During the first six months of 2004, Group turnover remained practically unchanged over last year at Lm27 million. Revenue from fixed line continued to decrease due to the pressures from VOIP technology and the continuing migration to mobile telephony. However, this was compensated for by increases in turnover registered by Go Mobile and the other subsidiaries, mainly Datastream. Cost of sales increased by 7.7% to Lm15 million, mainly as a result of a one-off item of expenditure at Company level and other costs as subsidiary level necessary to retain their market share in an increasingly competitive environment. The Group gross margin dropped by 8.8% to Lm11.9 million, resulting in a margin of 44.3% from 48.4% in June 2003.
Earnings before interest, tax, depreciation, and amortisation (EBITDA) – a very important measure in the telecommunications industry due to the high depreciation charges – amounted to Lm11.4 million compared to Lm12.2 million in the first six months of last year. This translates into an EBITDA margin of 42.2% (2003: 45.2%), still a very good margin when compared to foreign telecoms operators.
Administrative and distribution expenses increased marginally by 1.9% to Lm5.2 million. Group operating profit before exceptional items amounted to Lm6.6 million compared to Lm7.7 million in 2003. However from the 2003 figure one must deduct an amount of Lm720,000 which relates to the compromise agreement with Vodafone Malta Ltd. last year to settle some long outstanding disputes.

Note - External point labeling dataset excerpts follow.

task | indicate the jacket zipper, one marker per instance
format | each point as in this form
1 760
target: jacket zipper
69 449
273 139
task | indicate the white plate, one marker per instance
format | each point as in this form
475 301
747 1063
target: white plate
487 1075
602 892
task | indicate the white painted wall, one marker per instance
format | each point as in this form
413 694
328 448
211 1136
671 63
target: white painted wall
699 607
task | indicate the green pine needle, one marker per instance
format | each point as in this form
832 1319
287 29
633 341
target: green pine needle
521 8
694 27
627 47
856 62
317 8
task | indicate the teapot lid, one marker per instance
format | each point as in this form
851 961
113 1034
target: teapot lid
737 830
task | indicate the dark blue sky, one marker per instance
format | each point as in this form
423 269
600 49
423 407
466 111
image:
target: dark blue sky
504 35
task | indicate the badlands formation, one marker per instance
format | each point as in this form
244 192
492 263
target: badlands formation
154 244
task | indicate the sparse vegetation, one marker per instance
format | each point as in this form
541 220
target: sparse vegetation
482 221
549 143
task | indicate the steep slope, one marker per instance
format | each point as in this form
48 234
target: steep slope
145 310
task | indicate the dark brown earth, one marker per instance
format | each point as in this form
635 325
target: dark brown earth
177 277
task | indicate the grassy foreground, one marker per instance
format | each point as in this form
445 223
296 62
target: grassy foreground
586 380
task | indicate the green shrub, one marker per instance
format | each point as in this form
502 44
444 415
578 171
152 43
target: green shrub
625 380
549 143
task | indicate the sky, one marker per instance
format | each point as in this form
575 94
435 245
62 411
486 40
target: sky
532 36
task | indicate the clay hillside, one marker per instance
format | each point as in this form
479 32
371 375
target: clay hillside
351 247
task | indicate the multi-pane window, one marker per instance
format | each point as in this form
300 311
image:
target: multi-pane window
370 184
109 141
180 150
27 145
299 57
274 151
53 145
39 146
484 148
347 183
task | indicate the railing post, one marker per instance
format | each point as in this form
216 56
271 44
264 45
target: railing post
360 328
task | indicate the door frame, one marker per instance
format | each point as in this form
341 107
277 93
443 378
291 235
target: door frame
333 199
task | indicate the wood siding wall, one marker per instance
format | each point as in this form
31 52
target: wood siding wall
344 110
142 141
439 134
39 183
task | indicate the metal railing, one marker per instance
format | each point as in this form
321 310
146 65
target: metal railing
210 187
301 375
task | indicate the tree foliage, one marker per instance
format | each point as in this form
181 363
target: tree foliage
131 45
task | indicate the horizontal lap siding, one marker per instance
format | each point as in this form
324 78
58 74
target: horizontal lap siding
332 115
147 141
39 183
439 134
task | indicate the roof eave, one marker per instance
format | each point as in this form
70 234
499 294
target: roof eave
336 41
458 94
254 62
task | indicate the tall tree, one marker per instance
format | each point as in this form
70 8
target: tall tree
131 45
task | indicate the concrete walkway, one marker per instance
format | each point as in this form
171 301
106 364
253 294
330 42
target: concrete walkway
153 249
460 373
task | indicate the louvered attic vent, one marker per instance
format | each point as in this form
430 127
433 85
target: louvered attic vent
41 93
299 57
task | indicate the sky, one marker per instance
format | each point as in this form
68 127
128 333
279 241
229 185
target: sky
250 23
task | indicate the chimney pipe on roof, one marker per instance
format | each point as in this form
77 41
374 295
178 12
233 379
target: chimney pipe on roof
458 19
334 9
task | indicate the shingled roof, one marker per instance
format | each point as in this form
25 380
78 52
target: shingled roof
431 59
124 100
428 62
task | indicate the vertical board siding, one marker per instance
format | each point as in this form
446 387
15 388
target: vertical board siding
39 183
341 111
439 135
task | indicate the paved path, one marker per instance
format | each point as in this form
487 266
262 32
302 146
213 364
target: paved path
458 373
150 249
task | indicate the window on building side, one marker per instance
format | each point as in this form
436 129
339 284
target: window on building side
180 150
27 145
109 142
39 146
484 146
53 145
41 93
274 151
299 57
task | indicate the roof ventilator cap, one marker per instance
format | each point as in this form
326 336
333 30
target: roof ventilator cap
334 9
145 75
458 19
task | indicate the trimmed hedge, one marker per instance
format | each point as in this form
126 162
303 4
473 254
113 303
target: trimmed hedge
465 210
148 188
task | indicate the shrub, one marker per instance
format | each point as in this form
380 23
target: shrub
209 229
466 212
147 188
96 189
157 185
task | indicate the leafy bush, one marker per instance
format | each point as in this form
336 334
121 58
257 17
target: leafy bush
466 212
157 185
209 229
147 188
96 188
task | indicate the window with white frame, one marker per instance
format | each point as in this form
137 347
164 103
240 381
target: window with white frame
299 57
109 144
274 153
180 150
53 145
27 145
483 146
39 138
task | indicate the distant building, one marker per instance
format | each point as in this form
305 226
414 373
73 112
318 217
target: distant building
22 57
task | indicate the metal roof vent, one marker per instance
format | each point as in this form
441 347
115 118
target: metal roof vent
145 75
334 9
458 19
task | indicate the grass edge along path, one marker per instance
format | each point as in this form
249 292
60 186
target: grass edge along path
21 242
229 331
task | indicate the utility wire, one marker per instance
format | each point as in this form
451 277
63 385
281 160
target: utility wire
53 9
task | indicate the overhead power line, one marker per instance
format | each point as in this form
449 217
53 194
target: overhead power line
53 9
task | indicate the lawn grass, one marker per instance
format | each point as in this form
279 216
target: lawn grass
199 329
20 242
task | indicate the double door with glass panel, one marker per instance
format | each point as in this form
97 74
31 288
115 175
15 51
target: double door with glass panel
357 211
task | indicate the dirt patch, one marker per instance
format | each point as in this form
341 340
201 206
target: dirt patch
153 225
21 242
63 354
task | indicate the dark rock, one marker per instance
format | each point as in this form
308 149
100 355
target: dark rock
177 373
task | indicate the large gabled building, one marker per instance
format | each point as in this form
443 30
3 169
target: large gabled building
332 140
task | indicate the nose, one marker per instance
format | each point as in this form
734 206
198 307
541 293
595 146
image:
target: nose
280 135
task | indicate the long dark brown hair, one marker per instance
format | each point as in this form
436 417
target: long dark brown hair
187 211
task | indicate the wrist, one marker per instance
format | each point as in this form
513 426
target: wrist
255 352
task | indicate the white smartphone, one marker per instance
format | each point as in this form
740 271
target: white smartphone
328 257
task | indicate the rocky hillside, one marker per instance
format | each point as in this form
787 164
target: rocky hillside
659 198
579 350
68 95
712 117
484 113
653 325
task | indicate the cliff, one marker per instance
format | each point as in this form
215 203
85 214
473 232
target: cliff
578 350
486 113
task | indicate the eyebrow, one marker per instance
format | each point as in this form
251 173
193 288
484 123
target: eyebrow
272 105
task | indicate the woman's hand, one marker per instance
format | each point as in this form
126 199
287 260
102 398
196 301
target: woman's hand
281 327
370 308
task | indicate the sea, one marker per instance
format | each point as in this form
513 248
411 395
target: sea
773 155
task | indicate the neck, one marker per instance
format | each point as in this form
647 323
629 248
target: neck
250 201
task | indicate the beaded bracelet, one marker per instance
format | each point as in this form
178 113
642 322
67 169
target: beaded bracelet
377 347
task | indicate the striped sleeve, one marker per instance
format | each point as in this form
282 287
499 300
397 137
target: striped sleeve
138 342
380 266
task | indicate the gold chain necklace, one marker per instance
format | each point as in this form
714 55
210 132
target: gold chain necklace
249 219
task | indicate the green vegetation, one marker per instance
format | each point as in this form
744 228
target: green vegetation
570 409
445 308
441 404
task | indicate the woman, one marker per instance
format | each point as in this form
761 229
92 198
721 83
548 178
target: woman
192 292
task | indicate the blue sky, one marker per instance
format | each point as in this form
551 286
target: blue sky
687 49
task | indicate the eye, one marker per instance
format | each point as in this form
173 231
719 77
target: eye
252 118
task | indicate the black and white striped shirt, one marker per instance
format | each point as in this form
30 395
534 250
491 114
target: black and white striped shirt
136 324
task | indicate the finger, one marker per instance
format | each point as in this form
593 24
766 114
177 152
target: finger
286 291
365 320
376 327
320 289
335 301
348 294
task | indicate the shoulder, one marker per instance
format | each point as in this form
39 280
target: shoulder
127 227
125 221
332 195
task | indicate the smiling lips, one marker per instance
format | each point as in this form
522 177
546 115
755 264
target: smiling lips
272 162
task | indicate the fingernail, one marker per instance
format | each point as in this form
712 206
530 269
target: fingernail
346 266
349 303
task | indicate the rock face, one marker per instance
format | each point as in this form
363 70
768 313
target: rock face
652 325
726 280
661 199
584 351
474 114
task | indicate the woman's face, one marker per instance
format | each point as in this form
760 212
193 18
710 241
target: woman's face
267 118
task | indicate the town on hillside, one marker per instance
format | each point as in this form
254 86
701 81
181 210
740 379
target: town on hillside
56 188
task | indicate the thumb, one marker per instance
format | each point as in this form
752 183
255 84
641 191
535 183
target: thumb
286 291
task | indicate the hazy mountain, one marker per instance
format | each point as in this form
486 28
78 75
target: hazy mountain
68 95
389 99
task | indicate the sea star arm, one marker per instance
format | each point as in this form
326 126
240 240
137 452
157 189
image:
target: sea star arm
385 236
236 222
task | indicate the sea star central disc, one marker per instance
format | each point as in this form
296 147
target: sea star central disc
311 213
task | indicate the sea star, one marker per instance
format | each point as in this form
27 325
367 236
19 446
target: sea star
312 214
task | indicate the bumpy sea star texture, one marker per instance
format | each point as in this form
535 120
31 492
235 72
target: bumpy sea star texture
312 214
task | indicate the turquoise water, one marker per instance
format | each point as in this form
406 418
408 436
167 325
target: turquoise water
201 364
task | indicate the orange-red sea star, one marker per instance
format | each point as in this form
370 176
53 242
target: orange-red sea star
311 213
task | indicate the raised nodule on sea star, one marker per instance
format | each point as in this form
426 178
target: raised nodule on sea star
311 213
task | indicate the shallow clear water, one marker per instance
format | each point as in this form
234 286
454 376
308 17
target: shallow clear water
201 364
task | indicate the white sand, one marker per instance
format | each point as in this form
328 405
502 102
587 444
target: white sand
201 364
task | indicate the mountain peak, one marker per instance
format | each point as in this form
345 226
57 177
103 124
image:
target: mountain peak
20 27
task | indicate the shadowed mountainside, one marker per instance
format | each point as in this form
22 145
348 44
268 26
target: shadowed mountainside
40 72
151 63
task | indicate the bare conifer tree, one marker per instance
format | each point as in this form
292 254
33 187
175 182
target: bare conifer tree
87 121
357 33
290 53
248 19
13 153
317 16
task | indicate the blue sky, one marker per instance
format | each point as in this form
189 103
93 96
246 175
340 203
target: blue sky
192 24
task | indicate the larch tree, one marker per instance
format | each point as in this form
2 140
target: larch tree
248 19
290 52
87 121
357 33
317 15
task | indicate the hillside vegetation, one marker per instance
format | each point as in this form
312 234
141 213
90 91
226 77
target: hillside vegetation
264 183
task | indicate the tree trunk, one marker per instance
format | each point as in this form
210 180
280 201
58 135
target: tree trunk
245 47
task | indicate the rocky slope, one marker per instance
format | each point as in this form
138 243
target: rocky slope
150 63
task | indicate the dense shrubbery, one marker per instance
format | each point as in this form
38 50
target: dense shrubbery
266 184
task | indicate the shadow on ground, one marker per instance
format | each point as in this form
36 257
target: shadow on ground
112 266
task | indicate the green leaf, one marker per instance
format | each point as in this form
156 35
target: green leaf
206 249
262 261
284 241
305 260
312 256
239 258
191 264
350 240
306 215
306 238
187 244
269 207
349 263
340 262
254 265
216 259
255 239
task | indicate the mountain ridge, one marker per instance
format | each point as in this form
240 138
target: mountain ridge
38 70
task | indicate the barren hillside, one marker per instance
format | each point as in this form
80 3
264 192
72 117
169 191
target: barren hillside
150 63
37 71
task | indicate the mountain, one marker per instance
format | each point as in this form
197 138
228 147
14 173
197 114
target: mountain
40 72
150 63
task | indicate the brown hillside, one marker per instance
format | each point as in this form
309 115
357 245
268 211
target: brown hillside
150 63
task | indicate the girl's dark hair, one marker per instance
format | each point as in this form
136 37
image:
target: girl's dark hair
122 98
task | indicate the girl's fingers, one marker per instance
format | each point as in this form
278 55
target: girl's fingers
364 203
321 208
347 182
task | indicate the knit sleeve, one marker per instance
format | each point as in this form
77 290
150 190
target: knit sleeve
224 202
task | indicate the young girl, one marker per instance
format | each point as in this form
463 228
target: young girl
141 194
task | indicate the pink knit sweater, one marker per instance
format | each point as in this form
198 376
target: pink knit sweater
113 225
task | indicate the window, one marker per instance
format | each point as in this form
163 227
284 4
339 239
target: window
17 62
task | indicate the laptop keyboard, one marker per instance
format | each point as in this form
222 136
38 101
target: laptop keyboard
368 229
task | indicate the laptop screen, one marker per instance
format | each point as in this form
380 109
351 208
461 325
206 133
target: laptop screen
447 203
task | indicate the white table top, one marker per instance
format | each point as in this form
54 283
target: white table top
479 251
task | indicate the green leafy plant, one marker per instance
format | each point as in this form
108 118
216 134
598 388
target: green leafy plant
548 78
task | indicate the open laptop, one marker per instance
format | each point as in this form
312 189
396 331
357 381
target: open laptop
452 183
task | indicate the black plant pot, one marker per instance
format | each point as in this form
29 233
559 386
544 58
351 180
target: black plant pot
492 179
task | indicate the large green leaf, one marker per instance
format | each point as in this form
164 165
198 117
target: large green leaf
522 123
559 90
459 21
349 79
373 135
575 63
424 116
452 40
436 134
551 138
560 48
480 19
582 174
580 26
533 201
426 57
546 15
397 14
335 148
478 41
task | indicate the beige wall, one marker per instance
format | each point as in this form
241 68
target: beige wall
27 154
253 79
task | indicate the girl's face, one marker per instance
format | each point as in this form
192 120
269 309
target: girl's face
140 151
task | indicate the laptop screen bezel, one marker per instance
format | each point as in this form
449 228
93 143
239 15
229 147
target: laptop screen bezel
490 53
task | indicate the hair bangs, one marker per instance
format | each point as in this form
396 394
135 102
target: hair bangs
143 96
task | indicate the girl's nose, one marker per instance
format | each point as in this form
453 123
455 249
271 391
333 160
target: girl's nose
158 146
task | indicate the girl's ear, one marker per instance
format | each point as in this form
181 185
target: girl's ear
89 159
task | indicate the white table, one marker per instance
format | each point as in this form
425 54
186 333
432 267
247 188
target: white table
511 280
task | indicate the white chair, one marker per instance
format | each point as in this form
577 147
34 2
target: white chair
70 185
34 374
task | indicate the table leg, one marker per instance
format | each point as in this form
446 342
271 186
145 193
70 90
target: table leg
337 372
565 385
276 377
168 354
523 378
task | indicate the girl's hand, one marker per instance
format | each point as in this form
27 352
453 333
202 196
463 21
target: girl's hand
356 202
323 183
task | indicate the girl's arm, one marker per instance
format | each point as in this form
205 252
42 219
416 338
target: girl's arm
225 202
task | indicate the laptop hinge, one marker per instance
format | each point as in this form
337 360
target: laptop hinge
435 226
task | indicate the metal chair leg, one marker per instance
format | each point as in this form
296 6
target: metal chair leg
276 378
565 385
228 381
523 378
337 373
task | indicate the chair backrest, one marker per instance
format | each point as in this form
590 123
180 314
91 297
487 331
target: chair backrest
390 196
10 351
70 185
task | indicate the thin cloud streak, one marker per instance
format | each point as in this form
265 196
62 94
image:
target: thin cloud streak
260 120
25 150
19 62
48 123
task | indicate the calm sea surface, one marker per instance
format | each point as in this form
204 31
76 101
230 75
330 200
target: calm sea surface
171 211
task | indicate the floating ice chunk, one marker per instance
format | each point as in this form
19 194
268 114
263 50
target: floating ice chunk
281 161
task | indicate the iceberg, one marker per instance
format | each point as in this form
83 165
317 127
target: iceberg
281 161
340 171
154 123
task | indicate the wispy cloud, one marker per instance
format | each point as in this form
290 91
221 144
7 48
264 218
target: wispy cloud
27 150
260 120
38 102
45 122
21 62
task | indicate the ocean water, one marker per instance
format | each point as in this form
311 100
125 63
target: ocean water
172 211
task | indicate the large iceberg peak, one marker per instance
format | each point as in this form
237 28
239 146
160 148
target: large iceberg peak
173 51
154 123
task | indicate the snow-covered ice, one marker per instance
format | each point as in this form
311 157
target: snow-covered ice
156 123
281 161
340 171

As such, Group operating profit before exceptional items dropped by Lm432,000 over last year.
The exceptional item of Lm2.3 million last year relates to VAT in dispute. This amount had been paid under protest by the end of December 2003. The dispute is, however still ongoing with the VAT Appeals Board.
The Group’s profit before tax for the first six months of the year increased by 25.4% to Lm6.2 million. After accounting for taxation, profit for the period under review amounted to Lm4.1 million compared to Lm3.3 million in the same six months of last year. The Group’s earnings per share taking account of last year’s exceptional items increased by 25% to 4c0 per share. Excluding the exceptional items Group earnings per share dropped from 5c4 to 4c0.
Total assets as at the end of June 2004 stood at Lm125.3 million with shareholders' funds at Lm76.8 million, resulting in a book value per share of 75.8 cents. Maltacom's net debt continued to decrease and at the end of June amounted to Lm11.8 million compared to Lm24.6 million in June 2003. The gearing ratio therefore dropped from 36.1% in June 2003 to 15.4%.